Voice Control Usability Considerations For Partially Visually Hidden Link Names
Digital accessibility tends to be taught through the lens of how your experience works (or fails to work) with a screen reader. It makes sense to think that, if it works for a screen reader, it will also work for a lot of other kinds of assistive technology.
However, this approach also indirectly reinforces the narrative that blindness is the majority experience. Within this narrative, there is also some subtlety in the fact that not everyone who uses a screen reader is blind.
The majority disability experience is actually depression, which is a complicated disability with highly variable symptoms. One of the most notable symptoms of depression is that it negatively impacts your cognition, which affects your ability to understand things.
The other salient bit is that the majority experience is not default. The point I’m getting at is that overcorrecting for one form of disability may unintentionally negatively impact the experience for other forms of disability — voice control software being one example.
Unique Link Names
Making each link’s accessible name unique is an important thing to do. It helps clarify where each link goes to someone who is navigating via a specialized screen reader browsing mode. For example, all major screen readers have the ability to list all the links on the current page or view, with the links being removed from their surrounding text content and context.

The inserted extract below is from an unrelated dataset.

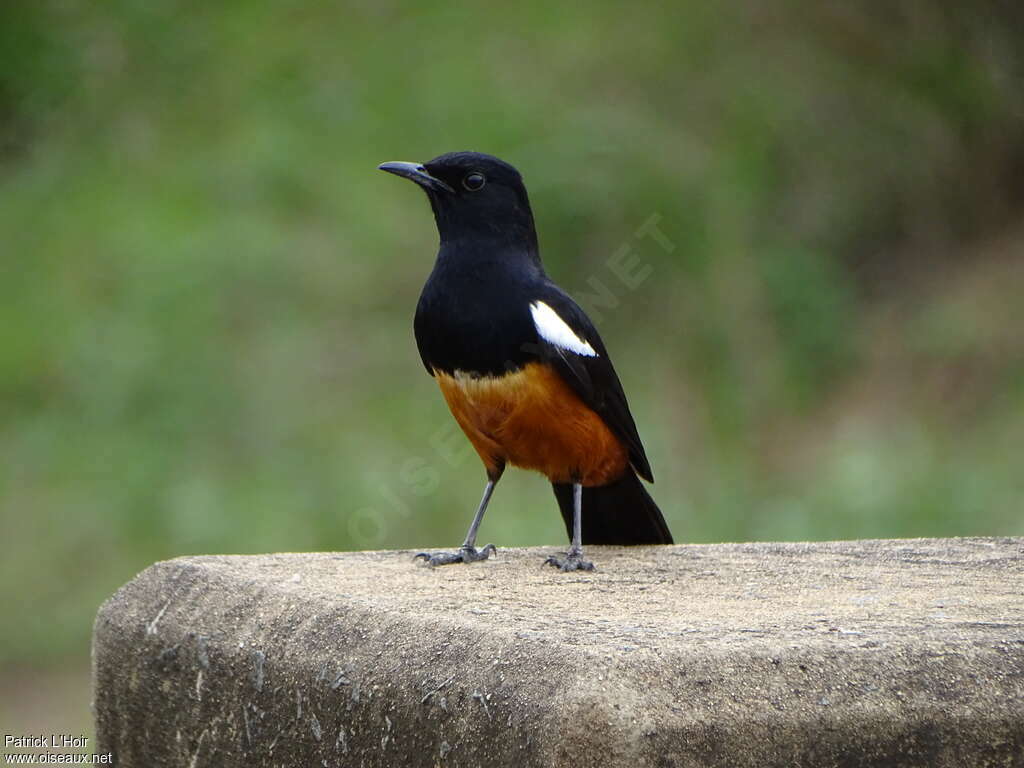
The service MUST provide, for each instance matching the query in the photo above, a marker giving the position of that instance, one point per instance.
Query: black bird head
(477, 199)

Eleven links called “learn more” don’t make a lot of sense when separated from their surrounding context. It’s far better to tell the reader what they’ll be learning about:
Visually Hidden Text
If you use CSS libraries such as Bootstrap or Tailwind, you may be familiar with a specialized class that a screen reader can read, but is not displayed visually. These classes help provide additional context, such as supplying additional heading elements to help with way-finding.
<h2 class="sr-only">
Footer
</h2>
Partially Visually Hidden Text
Another thing visually hidden classes are commonly used for is to hide the portion of an interactive control that makes its name unique. A common pattern for this is a call-to-action (CTA) link in a card component:
The typical reason the visually hidden text is inserted in the first place is that the designer of the card component decided that the truncated look of the CTA link looked “cleaner.” This aesthetic decision is made because of a historical lack of accessibility concerns in design education.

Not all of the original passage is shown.